The standard x86 processor architecture as used in the modern PCs does not actually meet the Popek and Goldberg virtualization requirements. Notably, there is no execution mode where all sensitive machine instructions always trap, which would allow per-instruction virtualization.
Despite these limitations, several software packages have managed to provide virtualization on the x86 architecture, even though dynamic recompilation of privileged code, as first implemented by VMware, incurs some performance overhead as compared to a VM running on a natively virtualizable architecture such as the IBM System/370 or Motorola MC68020. By now, several other software packages such as Virtual PC, VirtualBox, Parallels Workstation and Virtual Iron manage to implement virtualization on x86 hardware.

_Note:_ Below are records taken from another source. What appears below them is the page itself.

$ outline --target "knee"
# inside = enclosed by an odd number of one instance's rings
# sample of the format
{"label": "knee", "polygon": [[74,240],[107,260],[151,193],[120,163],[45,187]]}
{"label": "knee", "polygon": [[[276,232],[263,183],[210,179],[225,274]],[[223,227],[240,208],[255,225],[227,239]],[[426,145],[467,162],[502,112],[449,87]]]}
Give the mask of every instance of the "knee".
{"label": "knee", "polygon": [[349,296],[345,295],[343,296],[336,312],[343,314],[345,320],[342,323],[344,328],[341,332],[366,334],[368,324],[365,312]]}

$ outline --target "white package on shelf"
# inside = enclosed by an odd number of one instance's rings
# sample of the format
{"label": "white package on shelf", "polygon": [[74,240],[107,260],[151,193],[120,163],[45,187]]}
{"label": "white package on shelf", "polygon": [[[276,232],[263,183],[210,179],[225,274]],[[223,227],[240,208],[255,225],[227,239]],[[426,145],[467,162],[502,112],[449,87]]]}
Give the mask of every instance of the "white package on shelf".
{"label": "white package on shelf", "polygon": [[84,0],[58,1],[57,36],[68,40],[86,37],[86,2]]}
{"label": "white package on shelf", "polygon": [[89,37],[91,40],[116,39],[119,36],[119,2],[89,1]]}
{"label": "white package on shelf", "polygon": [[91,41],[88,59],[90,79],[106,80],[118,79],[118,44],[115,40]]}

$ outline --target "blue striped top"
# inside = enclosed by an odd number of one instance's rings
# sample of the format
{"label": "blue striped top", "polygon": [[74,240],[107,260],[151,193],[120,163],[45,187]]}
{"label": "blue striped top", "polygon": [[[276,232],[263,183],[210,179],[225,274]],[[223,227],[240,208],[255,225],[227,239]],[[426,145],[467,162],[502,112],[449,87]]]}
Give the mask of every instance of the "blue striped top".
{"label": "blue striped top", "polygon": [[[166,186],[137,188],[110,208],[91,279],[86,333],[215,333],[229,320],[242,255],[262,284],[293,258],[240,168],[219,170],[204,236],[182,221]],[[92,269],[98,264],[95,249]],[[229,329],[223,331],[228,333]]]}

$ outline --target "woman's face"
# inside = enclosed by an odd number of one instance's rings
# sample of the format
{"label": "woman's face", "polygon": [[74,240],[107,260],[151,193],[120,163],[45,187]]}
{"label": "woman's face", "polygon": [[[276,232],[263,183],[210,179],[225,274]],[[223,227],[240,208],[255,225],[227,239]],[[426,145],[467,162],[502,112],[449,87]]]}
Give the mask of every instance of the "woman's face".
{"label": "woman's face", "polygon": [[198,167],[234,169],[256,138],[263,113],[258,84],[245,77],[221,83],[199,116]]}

Emulation of a non-native system
Some virtual machines emulate hardware that only exists as a detailed specification. For example:
- One of the first was the p-code machine specification, which allowed programmers to write Pascal programs that would run on any computer running virtual machine software that correctly implemented the specification.
- The specification of the Java virtual machine.
- The Common Language Infrastructure virtual machine at the heart of the Microsoft .NET initiative.
- Open Firmware allows plug-in hardware to include boot-time diagnostics, configuration code, and device drivers that will run on any kind of CPU.
This technique allows diverse computers to run any software written to that specification; only the virtual machine software itself must be written separately for each type of computer on which it runs.
Operating system-level virtualization
Operating system-level virtualization is a server virtualization technology which virtualizes servers on an operating system (kernel) layer. It can be thought of as partitioning: a single physical server is sliced into multiple small partitions (otherwise called virtual environments (VE), virtual private servers (VPS), guests, zones, etc.); each such partition looks and feels like a real server, from the point of view of its users.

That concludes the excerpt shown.